Less volatility and higher resilience in private credit
Private credit has demonstrated lower volatility and higher resilience compared to other credit markets, including publicly traded high yield and broadly syndicated loans. During the COVID-19 pandemic, private credit performed well, with lower default rates and more effective communication and collaboration between lenders and sponsors. The nature of the capital structure, lower leverage, stronger recourse to equity, and direct lender relationships have contributed to this resilience. Additionally, the private credit market has shown relative stability and consistency in yields, making it an attractive investment option.
The future outlook and considerations for private credit
Private credit is expected to continue expanding its market share in the credit industry. With the upcoming maturity wall in the syndicated market, there will likely be opportunities for private credit to refinance and provide financing solutions for borrowers. While increased regulation and scrutiny remain a possibility, private credit's lower leverage and more flexible structures offer inherent safety. The market's growth has been driven not only by regulatory changes but also by appealing features such as predictable cash flows, potential lack of correlation to other markets, and improved risk-adjusted returns.

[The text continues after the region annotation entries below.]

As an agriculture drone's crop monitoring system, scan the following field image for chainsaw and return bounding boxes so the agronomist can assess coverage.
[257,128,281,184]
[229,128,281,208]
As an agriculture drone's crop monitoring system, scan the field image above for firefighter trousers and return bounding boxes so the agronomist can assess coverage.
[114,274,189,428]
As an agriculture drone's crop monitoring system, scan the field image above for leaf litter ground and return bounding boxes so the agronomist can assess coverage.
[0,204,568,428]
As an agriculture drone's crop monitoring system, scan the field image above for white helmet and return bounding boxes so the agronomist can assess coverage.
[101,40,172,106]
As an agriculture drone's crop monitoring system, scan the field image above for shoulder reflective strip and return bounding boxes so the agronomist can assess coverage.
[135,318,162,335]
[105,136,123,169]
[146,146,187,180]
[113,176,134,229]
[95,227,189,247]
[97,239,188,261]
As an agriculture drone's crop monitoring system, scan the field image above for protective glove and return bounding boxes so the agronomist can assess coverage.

It's no secret that the market for private credit has boomed in recent years. The surprising thing is that it has continued to do so even as interest rates have surged, defying many people's expectation that this relatively new market would suffer once an era of "loose" money comes to an end. Instead, the market for private credit in the US now rivals the size of the market for publicly-traded, junk-rated corporate bonds. But what exactly is private credit? How does it differ from broadly-syndicated stuff like leverage loans and corporate debt? How susceptible is it to higher rates? What is driving continued interest in this asset class? And what could cause it to wobble? On this episode we speak with Laura Holson of New Mountain Capital — where she manages about $9 billion across various private credit investments — about how the industry works.